Seçime iki gün kalmıştı artık... Kime oy vereceğini kararlaştırmıştı. Lakin son bir kez daha adayların vaatlerini titizlikle dinlemek istiyordu. Meydanlarda konuşurken söylenen sözleri, televizyon ekranlarında sarfedilen kelimeleri tek tek zihin terazisindeki yerine yerleştirdi.
Liderlerin konuşma tarzından, şahsiyetlerinden, satır aralarında söylemek istediklerindem hep bir şeyler yorumlamaya çalışıyordu. Çünkü "biz şehrimizi yönetecek insanları, şehre hizmet getirecek başkanları seçeceğiz, diyordu.
"Aynası iştir kişinin, lafa bakılmaz" sözünü dikkate alarak kimin, nasıl iş tuttuğunu görüyordu. Kimin hangi niyetle, birlikte olduğunu görmemek için ancak kör olmak gerektiğini düşündü. Olumsuzlukların, kusurların,eksiklerin karşı tarafta çok olduğu tezi üzerinden oy rengini belirlemek istemiyordu.
Bizi heyecanlandıracak, millete hizmet sunacak projelerin isimlerini duydukça mutlu oluyordu. Mevcut başkanın tasfiyesi ve sadece bir kesime kaybettirmek istemek iyi bir proje değildi. Demokratik gücü, önemli görmediği o bir oy'daydı artık.
Bir seçmen olarak alt komşumuzu tanımazken şehri emanet edeceğimiz belediye başkanları mahalle mahalle sokak sokak proje üretmiş olduğunu fark ediyordu.
Sokakların dili, gönüllerin dili, sağlam kafaların dili hep aynı istikameti gösteriyorsa verilecek oy insanı tatmin ederdi bireysel planda. Bunun farkındaydı. Verdiği oy umutsuzca ise sandık başına gitmeye bile gerek görmeden sağa sola fırlatabilirdi. "Hayır, benim boyum çok değerli,her türlü araştırmayı yaptım, sarraf terazilerinde kanaatlerimi tarttım, memleket için, milletimiz için hayırlısı, diye oyunun rengini belli edecekti. Pazar akşamı ekranlara yansıyacak demokratik sonuçlardan razı olacaktı.

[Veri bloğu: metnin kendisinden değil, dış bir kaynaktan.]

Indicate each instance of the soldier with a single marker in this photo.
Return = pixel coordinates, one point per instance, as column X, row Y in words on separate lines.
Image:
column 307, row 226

Kürsülerde partilerini temsil eden konuşmacıların sözlerini tarttıktan sonra çalışma gayreti ve hacimlerine de bakmak gerekirdi. Birileri yaparmış gibi görünürken diğerleri de her şeyin hakkını hakkıyla verebilen bir gayret içinde olduğunu görmüştü.
Lafı çok uzatmanın bir gereği yoktu. Zira seçime oldukça az bir zaman kalmıştı. Meydanlarda ve medyada itici cümleler kuran insanların arasından seçim yapmıyordu. Hakkı hakikati söyleyebilen insanları fark etmek zorundaydı. Sözünün eri, cesur, kararlı, kendinden emin insanların peşinden gitmeliydi.
Liderlik vasıflarını üzerinde taşıyan, milletin geleceğine ışık saçan, büyük projelere imza atan kişilerin ardından gitmeli ve onları desteklemeliydi.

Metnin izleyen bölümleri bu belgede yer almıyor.